8. Semuanya Baik-Baik Saja
-oOo-
DARU merasakan langkahnya semakin berat ketika memarkirkan sepeda di lahan depan Wiramart. Rasa pening di kepala bagian belakang yang tadi terbentur batu kini merambat sampai belakang mata. Dia harus berkedip beberapa kali untuk menjernihkan pandangannya.
Saat Daru membuka pintu toko, Senja yang berdiri di balik konter kasir menyambutnya dengan ramah. Wajah Senja, sumringah seperti biasa, tetapi itu hanya bertahan beberapa detik setelah dia memperhatikan raut Daru yang lesu. Senja berpikir-pikir, apa yang membuat pemuda ini kelihatan pucat dan lelah?

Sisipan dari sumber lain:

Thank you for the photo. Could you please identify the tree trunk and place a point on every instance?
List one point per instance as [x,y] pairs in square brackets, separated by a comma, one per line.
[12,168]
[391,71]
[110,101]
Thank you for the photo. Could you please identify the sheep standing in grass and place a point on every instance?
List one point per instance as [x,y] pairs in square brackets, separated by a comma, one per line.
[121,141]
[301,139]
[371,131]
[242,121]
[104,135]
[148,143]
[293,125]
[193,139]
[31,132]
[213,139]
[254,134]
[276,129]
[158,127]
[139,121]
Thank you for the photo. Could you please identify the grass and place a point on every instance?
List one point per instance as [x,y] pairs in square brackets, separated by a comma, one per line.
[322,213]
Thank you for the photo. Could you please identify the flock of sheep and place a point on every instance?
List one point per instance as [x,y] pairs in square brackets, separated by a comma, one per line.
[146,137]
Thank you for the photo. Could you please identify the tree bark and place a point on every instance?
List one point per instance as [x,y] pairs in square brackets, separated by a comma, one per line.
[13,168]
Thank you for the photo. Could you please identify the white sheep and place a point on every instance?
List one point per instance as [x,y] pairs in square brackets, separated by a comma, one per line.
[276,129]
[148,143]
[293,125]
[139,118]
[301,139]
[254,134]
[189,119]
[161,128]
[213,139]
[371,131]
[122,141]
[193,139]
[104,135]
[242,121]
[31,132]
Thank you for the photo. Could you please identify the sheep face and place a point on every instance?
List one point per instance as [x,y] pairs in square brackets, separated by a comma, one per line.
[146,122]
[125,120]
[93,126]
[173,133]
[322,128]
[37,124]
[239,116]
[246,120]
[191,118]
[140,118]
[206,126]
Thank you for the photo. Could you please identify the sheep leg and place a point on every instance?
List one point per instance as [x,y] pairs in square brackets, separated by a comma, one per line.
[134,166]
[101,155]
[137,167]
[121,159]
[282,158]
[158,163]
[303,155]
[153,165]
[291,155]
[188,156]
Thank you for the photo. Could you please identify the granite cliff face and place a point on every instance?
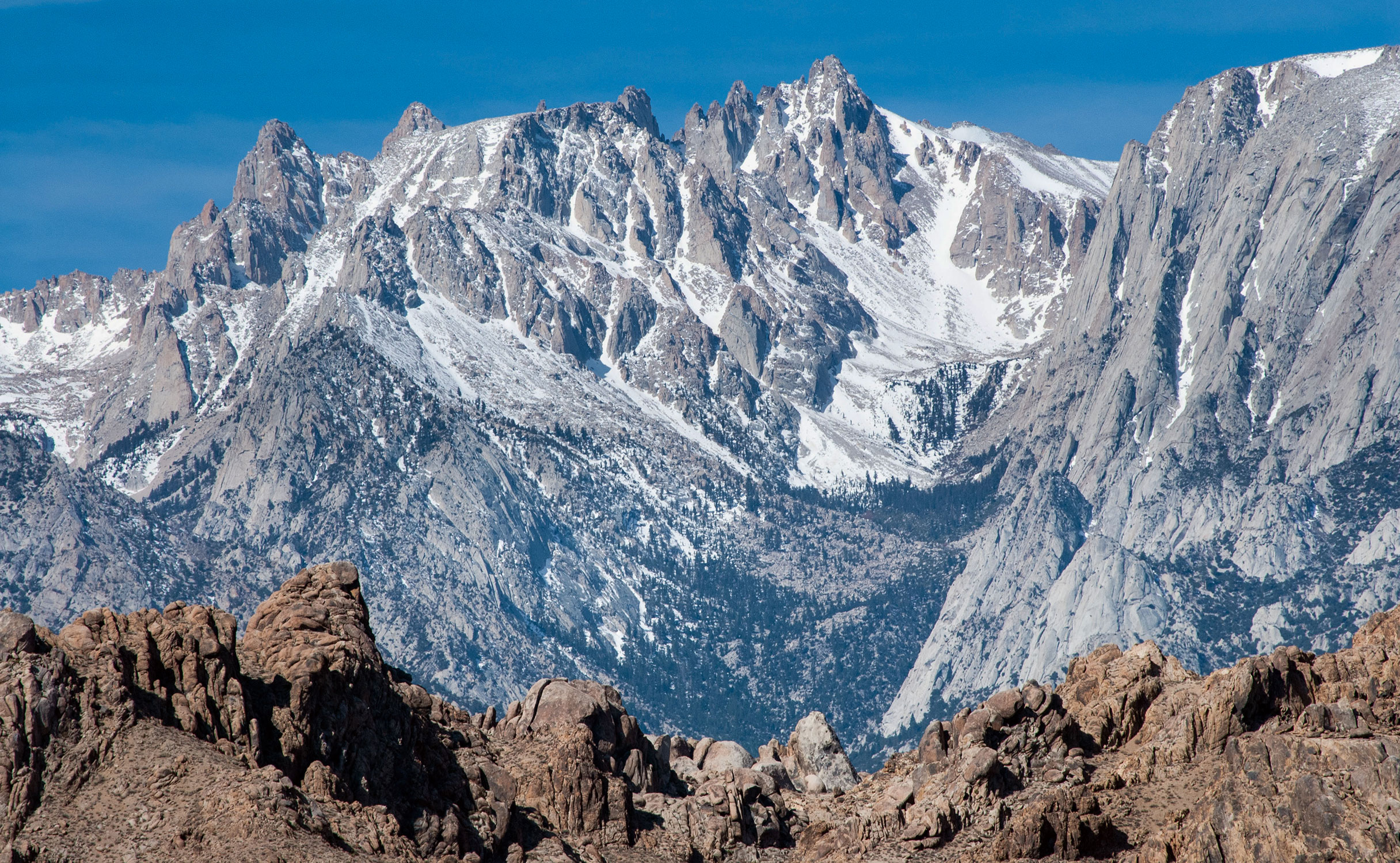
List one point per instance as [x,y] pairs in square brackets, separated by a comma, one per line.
[161,735]
[1206,455]
[570,394]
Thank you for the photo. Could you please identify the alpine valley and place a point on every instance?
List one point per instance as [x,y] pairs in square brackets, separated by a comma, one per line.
[808,406]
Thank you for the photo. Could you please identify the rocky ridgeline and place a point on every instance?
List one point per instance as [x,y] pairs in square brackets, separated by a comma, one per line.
[159,735]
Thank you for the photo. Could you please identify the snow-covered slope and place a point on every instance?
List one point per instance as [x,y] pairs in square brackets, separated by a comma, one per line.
[562,387]
[1207,449]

"Mas Daru," kata Senja ragu-ragu. Tebakannya mendarat pada kondisi adik Daru yang kemarin pulang dalam keadaan demam. "Gimana keadaan Hita sekarang?"
"Baik-baik aja, Mbak," jawab Daru sekenanya.
"Oh, syukur, deh," Senja mengulas senyum lega. "Kukira Hita masih sakit."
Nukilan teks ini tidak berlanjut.